Layered perovskite-type hybrids (CnH2n+1NH3)2MCl4 are low-dimensional functional materials, of which properties depend both on the specific composition of the inorganic part and on the size of the organic part. Therefore, the hybrids (CnH2n+1NH3)2MCl4 (where M=Mn,Fe,Co,Cu,Zn and n=2,4,6,8,10,12) are designed in the following way: M changes the inorganic composition and n changes the size of the organic part. The interlayer distances between the two adjacent inorganic sheets of the hybrids (notated as d) are obtained from their X-ray diffraction patterns. The dependence of the interlayer distances on the carbon atom number, the d–n relations, are established by linear regression method. All the relations between d and n are linear with very high linear dependent coefficients. The hybrids can be divided into two groups according to their d–n relations: the group of M=Mn, Fe, Cu (notated as G1) and the group of M=Co and Zn (notated as G2). The structures are of similarity inside each group but dissimilarity between them. The structural otherness between the two groups comes from their differences of either the inorganic parts or the organic parts. The inorganic frames of G1 are corner-sharing [MCl6] octahedra but those of G2 are tetrahedra without sharing any geometrical element. It can be deduced that the organic chains have different degrees of interdegitation for different groups of hybrids. These are in agreement with the theoretical calculation of the d values and also supported by the Infrared spectra of the hybrids.
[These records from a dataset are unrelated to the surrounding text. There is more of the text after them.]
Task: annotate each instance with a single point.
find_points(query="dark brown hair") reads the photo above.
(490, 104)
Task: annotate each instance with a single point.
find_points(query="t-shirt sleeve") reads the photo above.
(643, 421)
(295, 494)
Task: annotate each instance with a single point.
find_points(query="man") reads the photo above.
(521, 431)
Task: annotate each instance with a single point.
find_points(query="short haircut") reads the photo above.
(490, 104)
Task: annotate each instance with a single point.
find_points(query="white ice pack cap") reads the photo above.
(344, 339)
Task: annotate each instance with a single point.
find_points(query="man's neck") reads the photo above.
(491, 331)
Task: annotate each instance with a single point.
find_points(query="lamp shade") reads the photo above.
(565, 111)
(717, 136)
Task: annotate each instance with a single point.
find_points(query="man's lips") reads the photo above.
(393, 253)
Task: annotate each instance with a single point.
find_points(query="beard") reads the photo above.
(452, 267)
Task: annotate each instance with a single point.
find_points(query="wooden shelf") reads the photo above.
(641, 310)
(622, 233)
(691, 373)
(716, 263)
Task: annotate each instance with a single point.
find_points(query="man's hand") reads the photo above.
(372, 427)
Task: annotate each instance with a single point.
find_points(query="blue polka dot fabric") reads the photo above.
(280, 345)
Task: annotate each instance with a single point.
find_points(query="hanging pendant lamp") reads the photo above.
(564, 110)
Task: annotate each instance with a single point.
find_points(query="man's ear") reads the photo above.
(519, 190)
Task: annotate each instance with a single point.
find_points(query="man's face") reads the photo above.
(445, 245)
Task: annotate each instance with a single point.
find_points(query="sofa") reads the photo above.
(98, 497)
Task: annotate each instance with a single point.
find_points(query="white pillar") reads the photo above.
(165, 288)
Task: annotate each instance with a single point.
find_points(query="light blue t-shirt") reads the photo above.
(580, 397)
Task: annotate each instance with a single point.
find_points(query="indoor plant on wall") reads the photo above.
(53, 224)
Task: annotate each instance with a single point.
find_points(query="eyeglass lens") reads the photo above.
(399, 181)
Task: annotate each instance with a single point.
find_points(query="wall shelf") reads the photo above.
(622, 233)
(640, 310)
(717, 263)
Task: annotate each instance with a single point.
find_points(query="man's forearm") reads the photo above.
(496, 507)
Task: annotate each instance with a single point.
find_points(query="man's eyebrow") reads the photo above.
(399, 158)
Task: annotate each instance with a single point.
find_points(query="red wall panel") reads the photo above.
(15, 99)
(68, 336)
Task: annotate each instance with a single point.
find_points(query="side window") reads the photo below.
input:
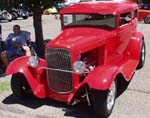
(125, 18)
(134, 13)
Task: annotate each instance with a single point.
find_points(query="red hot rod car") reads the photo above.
(96, 54)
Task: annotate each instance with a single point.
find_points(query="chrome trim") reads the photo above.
(68, 71)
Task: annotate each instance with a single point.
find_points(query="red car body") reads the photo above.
(112, 49)
(144, 15)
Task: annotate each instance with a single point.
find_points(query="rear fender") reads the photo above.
(102, 77)
(134, 47)
(34, 76)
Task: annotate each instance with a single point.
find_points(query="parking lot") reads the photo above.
(133, 103)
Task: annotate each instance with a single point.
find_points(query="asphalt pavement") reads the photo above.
(133, 103)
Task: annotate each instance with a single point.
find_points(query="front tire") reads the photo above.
(103, 101)
(142, 55)
(20, 86)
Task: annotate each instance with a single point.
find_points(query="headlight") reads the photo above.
(33, 61)
(79, 67)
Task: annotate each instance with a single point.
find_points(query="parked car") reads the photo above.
(144, 15)
(48, 11)
(5, 15)
(92, 59)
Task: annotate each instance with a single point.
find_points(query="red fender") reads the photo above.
(102, 77)
(33, 75)
(134, 46)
► Layered perovskite-type hybrids (CnH2n+1NH3)2MCl4 are low-dimensional materials.
► (CnH2n+1NH3)2MCl4 are designed by changing M and n in inorganic and organic part.
► The interlayer distance d are highly linear dependent on number of carbon atoms n.
► The d–n relationships divide the hybrids into two groups.
► The structures are similar inside each group but different between the two groups.